We delved into these issues through the music of a wide range of artists, including Bessie Smith, Fiddlin’ John Carson, Thomas Dorsey, Goodie Mob, the Singing Peek Sisters, Janelle Monáe, and Lil Baby. Meanwhile, the United States had erupted into what is perhaps the largest protest movement in support of Black lives and against continuing racial injustice, and the country mobilized for a history-defining election against the backdrop of the coronavirus pandemic. Race and politics were at the center of this course when I last taught it in 2018, but these same topics felt especially raw this time around.
The course was at times challenging, even emotionally exhausting. We examined Atlanta’s history of white supremacists, like John Carson, and racist lyrics, like those to his “Little Old Log Cabin in the Lane.” We also analyzed more recent music videos, like Childish Gambino’s “This Is America,” which depicted and critiqued the killing of Black people.
Watching and listening to these songs and discussing them with students made me revisit why I teach what I teach. Because the course delved deep into difficult material and explored varied shades of racism in Atlanta’s musical and political history, we approached these conversations with an extra awareness of how difficult these discussions might be. The context of heightened political and racial tensions added to the potential challenge of engaging this material, especially for students whose identities have made them historically and currently vulnerable to discrimination. Our class’s interpretation of the city’s and the nation’s race relations and electoral politics was further complicated by perspectives of international students encountering America’s race relations and political system through a comparative lens based on their own experiences.

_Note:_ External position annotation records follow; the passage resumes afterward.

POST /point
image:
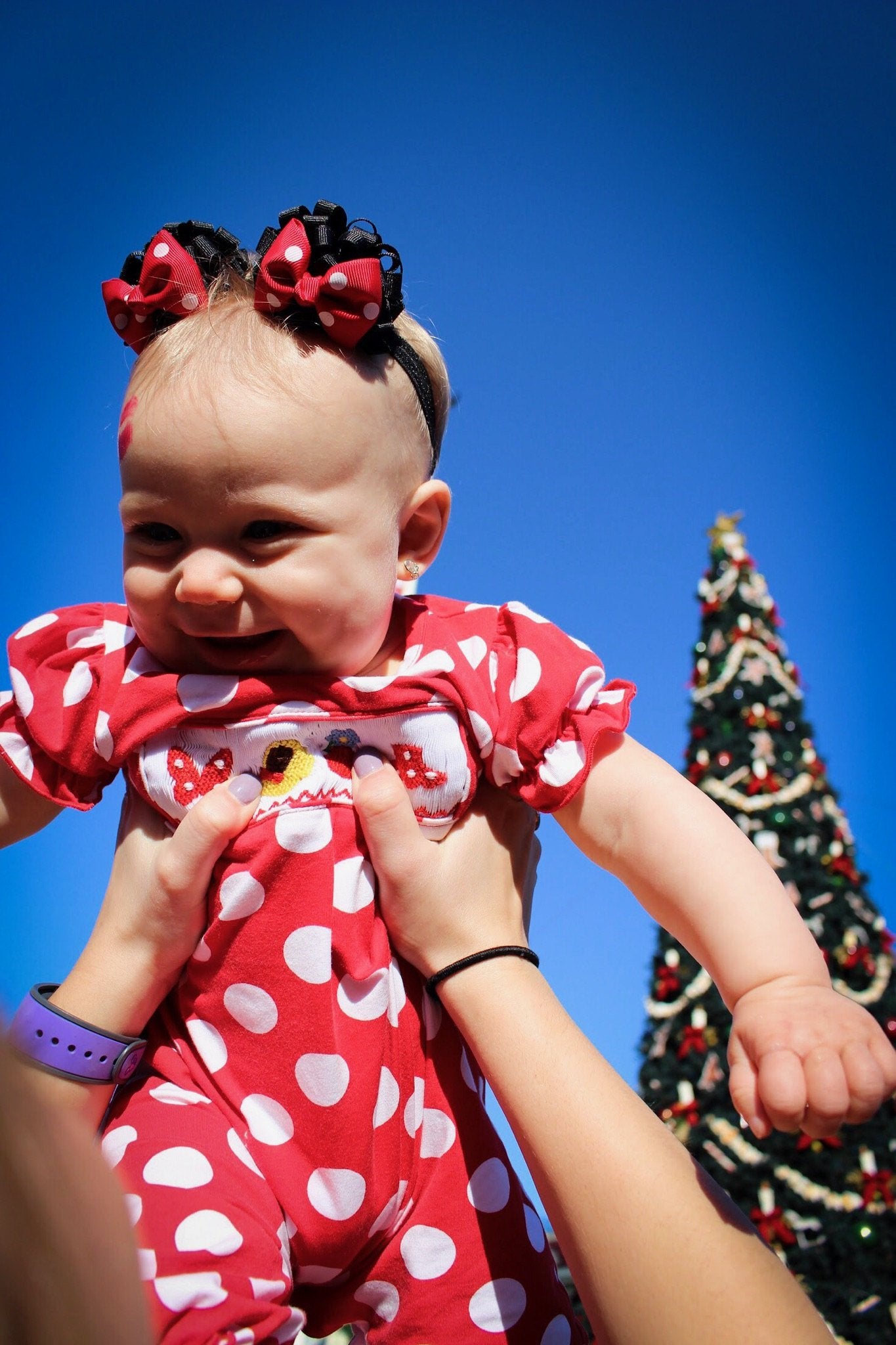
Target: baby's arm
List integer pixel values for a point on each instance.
(22, 810)
(800, 1053)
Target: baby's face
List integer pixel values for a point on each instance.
(263, 530)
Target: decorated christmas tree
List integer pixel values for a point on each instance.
(825, 1206)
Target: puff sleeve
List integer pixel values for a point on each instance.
(65, 669)
(551, 704)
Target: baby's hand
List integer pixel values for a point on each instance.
(805, 1057)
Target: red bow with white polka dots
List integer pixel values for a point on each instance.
(169, 282)
(347, 298)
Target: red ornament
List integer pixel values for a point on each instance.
(692, 1039)
(879, 1187)
(774, 1227)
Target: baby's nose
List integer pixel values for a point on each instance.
(209, 577)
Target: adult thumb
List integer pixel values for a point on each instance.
(386, 816)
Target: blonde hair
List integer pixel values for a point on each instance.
(228, 334)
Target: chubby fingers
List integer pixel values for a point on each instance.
(387, 818)
(190, 856)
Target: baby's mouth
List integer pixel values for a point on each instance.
(241, 643)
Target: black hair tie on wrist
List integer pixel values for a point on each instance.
(485, 956)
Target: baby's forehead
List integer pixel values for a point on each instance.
(274, 414)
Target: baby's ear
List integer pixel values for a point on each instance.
(422, 526)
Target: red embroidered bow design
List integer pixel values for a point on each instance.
(169, 282)
(347, 298)
(191, 783)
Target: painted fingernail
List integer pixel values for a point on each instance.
(246, 789)
(366, 763)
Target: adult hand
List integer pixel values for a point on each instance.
(435, 912)
(151, 920)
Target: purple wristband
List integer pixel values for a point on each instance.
(68, 1047)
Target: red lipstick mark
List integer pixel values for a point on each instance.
(125, 427)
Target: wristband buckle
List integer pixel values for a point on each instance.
(69, 1047)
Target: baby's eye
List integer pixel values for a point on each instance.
(160, 535)
(268, 529)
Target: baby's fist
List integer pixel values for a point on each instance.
(805, 1057)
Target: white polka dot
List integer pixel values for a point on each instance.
(427, 1252)
(475, 650)
(37, 623)
(140, 665)
(489, 1187)
(558, 1332)
(414, 1109)
(147, 1262)
(316, 1274)
(336, 1192)
(179, 1166)
(431, 1016)
(209, 1043)
(522, 609)
(387, 1098)
(202, 953)
(535, 1228)
(586, 689)
(206, 690)
(499, 1305)
(22, 692)
(382, 1297)
(307, 953)
(389, 1215)
(114, 1142)
(268, 1122)
(267, 1287)
(528, 671)
(304, 830)
(102, 739)
(135, 1207)
(364, 1000)
(505, 764)
(78, 684)
(207, 1231)
(323, 1079)
(352, 884)
(241, 894)
(175, 1097)
(482, 732)
(200, 1289)
(438, 1133)
(18, 751)
(563, 761)
(251, 1006)
(238, 1147)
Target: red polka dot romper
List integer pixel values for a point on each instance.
(308, 1145)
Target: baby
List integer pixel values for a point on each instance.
(309, 1145)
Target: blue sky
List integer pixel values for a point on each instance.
(656, 241)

Navigating these challenges was harder in the context of remote learning, where technologies might interfere with the ability to read each other’s emotions, and checking in with students required more deliberate effort. I was surprised, though, with how well we adapted to these circumstances, and found it was easier to read the (Zoom) room as we got to know each other despite our virtual interface. When we made space in break-out rooms and as a class to talk about how the intersections of course materials with the contemporary context impacted folks, it opened up some of the most meaningful connections I’ve had over Zoom. The value of this space was most striking to me when we met early in the afternoon the day after election day, hours after then-president Donald J. Trump had erroneously declared victory but before state counts had made clear that Joseph R. Biden was likely to win. I had already planned to go light on the course material for that session, focusing on giving students space to say how they were processing the news and uncertainty. Even with this plan, having the week’s listening assignments and course’s framework at hand proved a resource in placing our current moment in meaningful context. Remote teaching made it challenging to connect, but the extra work this demanded of me and my students ultimately brought us closer together as a class.

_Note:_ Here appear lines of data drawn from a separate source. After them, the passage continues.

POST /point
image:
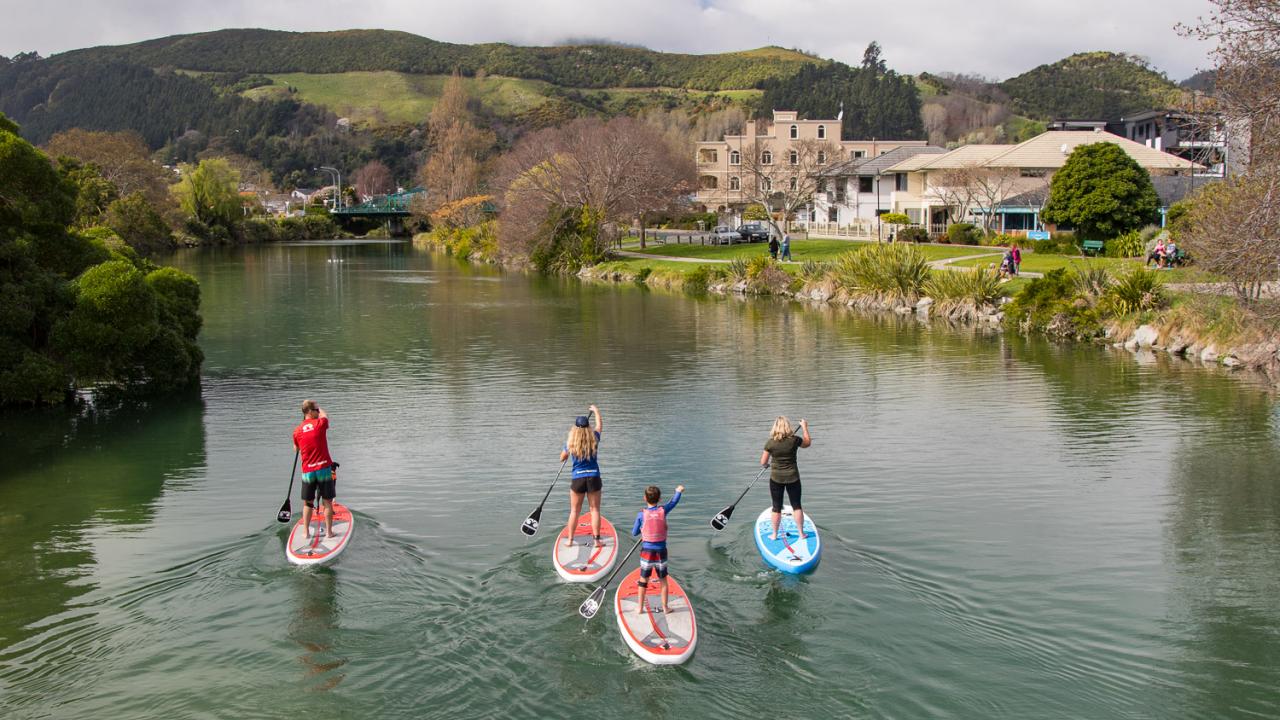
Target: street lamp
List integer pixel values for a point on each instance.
(337, 195)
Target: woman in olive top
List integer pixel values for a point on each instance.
(785, 475)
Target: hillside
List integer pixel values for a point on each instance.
(371, 50)
(1089, 86)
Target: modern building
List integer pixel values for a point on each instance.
(721, 172)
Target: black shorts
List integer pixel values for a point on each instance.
(327, 490)
(586, 484)
(792, 495)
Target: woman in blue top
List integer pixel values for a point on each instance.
(581, 446)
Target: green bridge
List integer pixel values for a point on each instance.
(385, 206)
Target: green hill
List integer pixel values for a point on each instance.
(371, 50)
(1089, 86)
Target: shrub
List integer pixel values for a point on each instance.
(696, 281)
(1136, 291)
(897, 270)
(981, 286)
(963, 233)
(913, 235)
(1128, 245)
(814, 270)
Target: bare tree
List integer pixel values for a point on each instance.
(457, 145)
(617, 169)
(785, 178)
(373, 178)
(1233, 228)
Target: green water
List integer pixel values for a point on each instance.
(1011, 528)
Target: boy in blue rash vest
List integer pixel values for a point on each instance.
(652, 528)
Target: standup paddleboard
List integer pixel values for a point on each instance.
(316, 550)
(585, 561)
(789, 552)
(662, 638)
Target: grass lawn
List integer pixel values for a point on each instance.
(801, 250)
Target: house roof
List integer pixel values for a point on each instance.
(877, 164)
(961, 156)
(1050, 150)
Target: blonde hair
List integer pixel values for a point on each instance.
(781, 428)
(581, 442)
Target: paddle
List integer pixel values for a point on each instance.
(592, 605)
(723, 515)
(286, 513)
(530, 525)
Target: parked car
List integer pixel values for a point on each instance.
(725, 235)
(754, 232)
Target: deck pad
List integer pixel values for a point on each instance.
(662, 638)
(787, 552)
(315, 550)
(585, 561)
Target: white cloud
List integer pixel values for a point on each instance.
(992, 37)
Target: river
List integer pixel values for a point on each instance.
(1011, 528)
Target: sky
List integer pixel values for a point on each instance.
(997, 39)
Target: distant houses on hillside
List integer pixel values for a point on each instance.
(1001, 187)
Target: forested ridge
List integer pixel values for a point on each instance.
(577, 65)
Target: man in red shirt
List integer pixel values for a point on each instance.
(318, 469)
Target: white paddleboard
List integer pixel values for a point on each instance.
(662, 638)
(789, 552)
(585, 561)
(315, 550)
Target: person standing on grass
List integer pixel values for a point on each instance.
(581, 446)
(785, 475)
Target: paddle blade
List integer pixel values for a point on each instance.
(722, 518)
(592, 605)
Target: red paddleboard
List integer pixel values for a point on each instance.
(315, 550)
(662, 638)
(585, 561)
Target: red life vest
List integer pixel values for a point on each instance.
(654, 528)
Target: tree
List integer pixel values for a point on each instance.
(1102, 192)
(785, 178)
(371, 180)
(584, 178)
(1233, 228)
(457, 147)
(210, 192)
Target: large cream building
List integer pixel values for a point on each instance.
(721, 173)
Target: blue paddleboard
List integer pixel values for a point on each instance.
(789, 552)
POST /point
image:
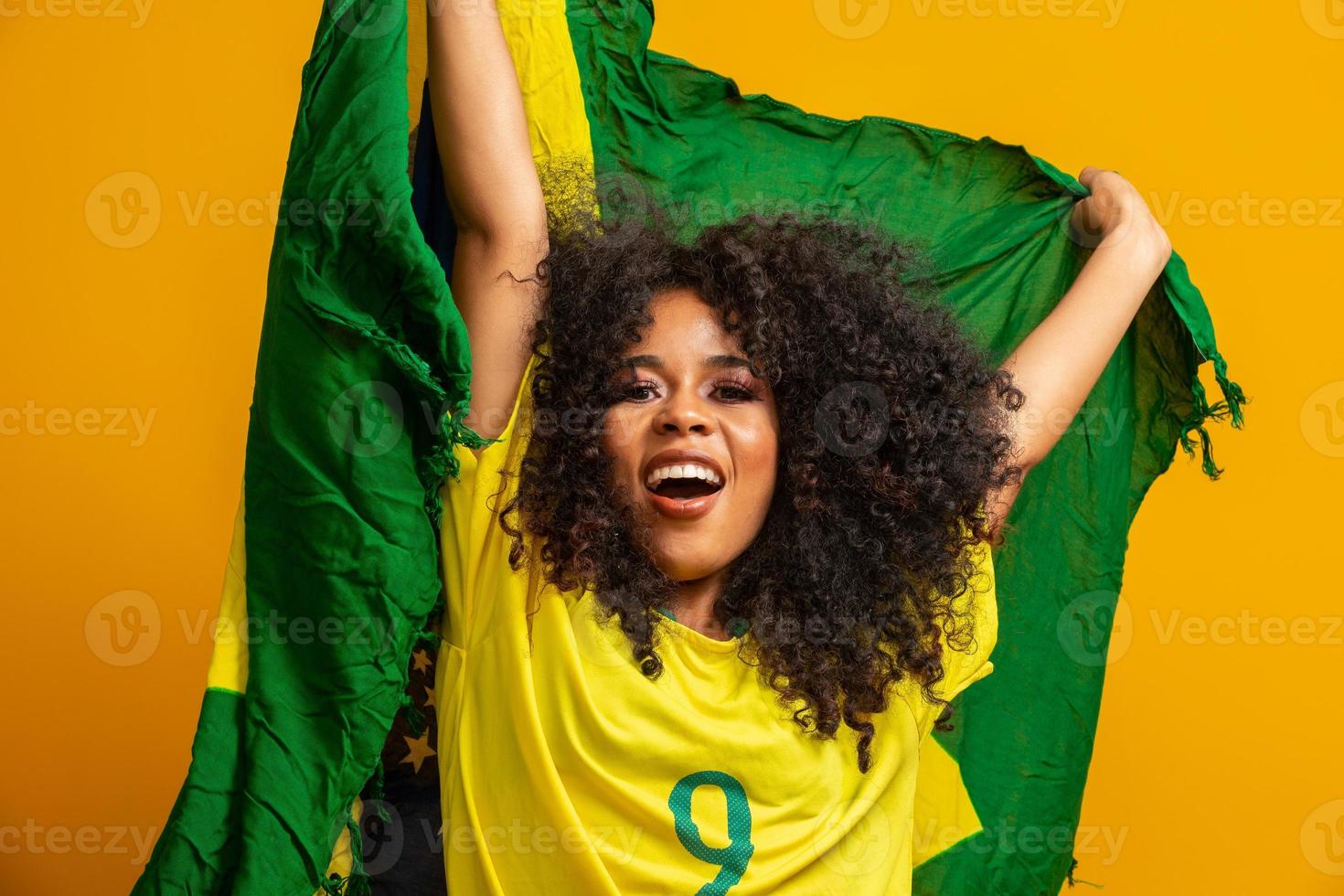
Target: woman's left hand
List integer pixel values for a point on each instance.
(1115, 217)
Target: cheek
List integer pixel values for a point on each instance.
(618, 445)
(755, 457)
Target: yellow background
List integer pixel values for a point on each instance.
(1217, 764)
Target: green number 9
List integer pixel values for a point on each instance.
(731, 859)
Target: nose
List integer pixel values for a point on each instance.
(683, 414)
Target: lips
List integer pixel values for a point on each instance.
(686, 496)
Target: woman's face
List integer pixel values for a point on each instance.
(694, 440)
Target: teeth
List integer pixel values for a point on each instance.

Teaching about music in Atlanta during this semester was difficult, but I also found it to be exceptionally rewarding. Talking about racial politics in the fall of 2020 was an especially fraught and humbling exercise. It was also a great privilege to work through these issues with my students. Our course provided a valuable space in which to process our values and our relationship to Atlanta during a challenging and extraordinary time: apart from one another and the city and yet, surprisingly, together.